第15話

文字数 3,239文字

 その日の夜中、アキラはふと目を覚ました。また、隣のジジイが何やら妄想トークを始めている。しかし、今日はいつもと違った。ジジイの声に答える、幼い子供の声が聞こえてきた。
「ここの病院はなかなか、快適じゃ、食事も悪くない」
「そうだね、前のとこは、食べれたもんじゃなかったよね」
「それに、療法士が、よいな」
「あ、作業療法士の美里ちゃんでしょ、サブのタイプだもんね」
「ははは、バレてたか。ワシがもう五十年若かったら、ほっとかんのじゃがな」
「美里ちゃん的には、五十年後でよかったかもね」
「どういう意味じゃ」
 ジジイと幼子が声を揃えてキャキャと楽しそうに笑った。
 アキラは暗闇の中で眉を寄せた。
 なんだ、孫でも来てるのか。でも、こんな夜中に面会できねえだろ、しかも、どう考えても五~六才の子供だ。一人で来るはずねえ…
 そう考えたとき、背筋がゾッとした。
 病院、深夜、子供の声、くたばりぞこないのジジイ…
 実は、アキラは極度の怖がりであった。テレビを観ていて、心霊番組やホラー映画のコマーシャルが流れただけで、すぐにチャンネルを換える。夜、一人で帰宅するときは、たとえ遠回りになったとしても墓地の前は通らない。若いモノたちが現場で怖い話を始めたら「くだらねえ話、すんじゃねえ」とどやしつける。彼らは無駄口を注意されたと思っているが、本当は、そんな話を聞いたら、その日の夜は、風呂もトイレも一人で行けなくなるからだ。
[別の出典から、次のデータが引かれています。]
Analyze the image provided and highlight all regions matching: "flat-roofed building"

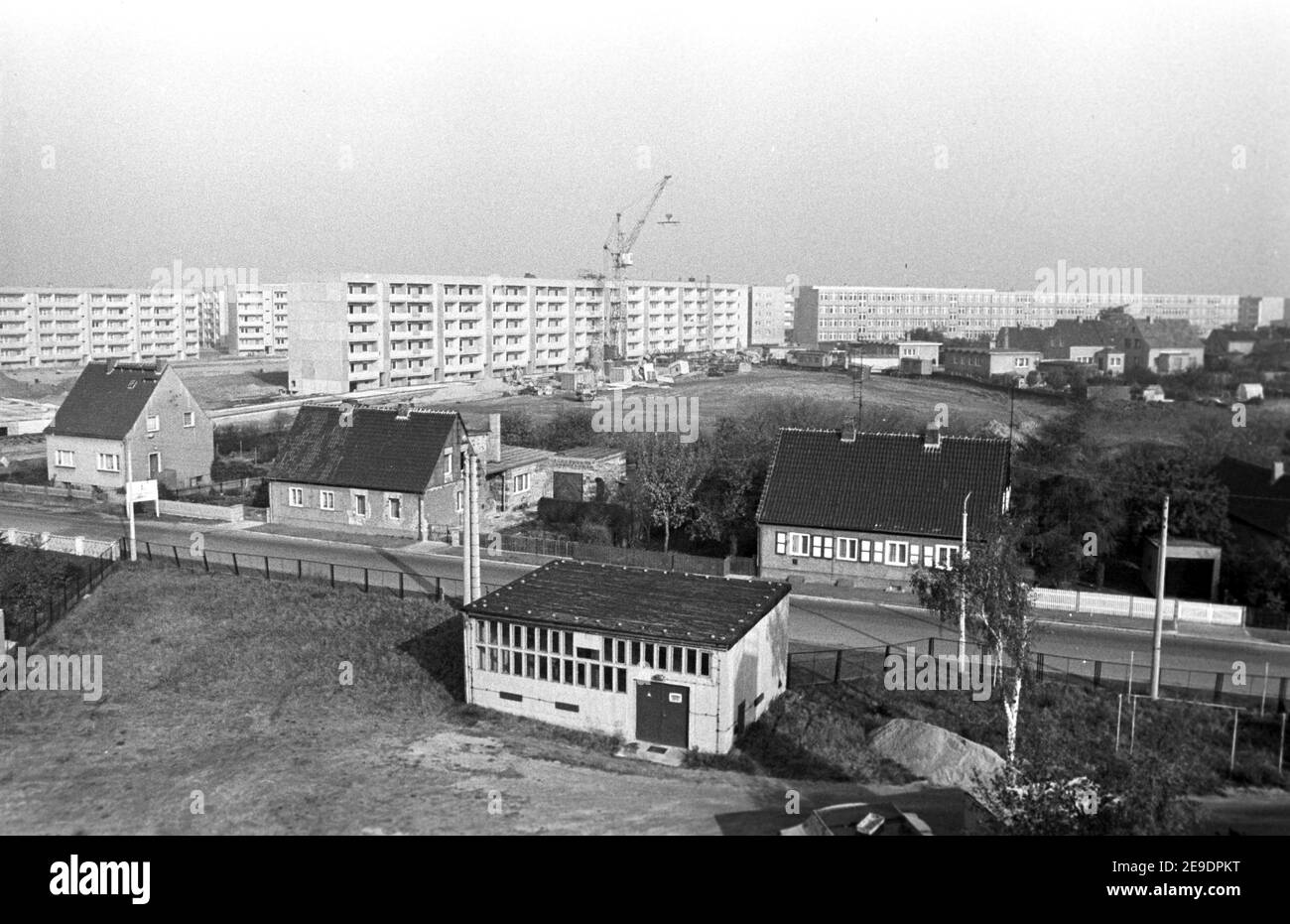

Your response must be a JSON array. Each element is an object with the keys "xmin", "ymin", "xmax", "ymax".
[{"xmin": 463, "ymin": 560, "xmax": 790, "ymax": 753}]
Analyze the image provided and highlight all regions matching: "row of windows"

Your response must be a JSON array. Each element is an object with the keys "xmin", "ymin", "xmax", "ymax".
[
  {"xmin": 287, "ymin": 488, "xmax": 403, "ymax": 520},
  {"xmin": 474, "ymin": 619, "xmax": 712, "ymax": 679},
  {"xmin": 775, "ymin": 532, "xmax": 959, "ymax": 568}
]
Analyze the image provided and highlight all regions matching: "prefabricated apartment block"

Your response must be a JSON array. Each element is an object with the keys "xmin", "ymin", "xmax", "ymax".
[
  {"xmin": 283, "ymin": 274, "xmax": 748, "ymax": 394},
  {"xmin": 463, "ymin": 560, "xmax": 790, "ymax": 753},
  {"xmin": 794, "ymin": 285, "xmax": 1243, "ymax": 347}
]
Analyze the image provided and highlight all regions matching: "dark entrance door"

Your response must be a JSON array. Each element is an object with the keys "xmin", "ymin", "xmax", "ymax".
[
  {"xmin": 636, "ymin": 684, "xmax": 691, "ymax": 747},
  {"xmin": 551, "ymin": 471, "xmax": 581, "ymax": 501}
]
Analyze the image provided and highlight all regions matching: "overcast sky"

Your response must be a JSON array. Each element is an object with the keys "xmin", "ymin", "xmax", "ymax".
[{"xmin": 0, "ymin": 0, "xmax": 1290, "ymax": 294}]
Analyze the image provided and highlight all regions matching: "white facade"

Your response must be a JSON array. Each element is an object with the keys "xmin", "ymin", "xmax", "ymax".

 結婚前に、千夏とデートで遊園地に行き、無理矢理お化け屋敷に連れて行かれたときは、半狂乱になって泣き叫んだ。情けない姿をさらしてしまい、これでフラれると覚悟したが、彼女はむしろ、弱点がわかってよかったと笑ってくれた。それが、よかったのか、悪かったのかは、微妙だが。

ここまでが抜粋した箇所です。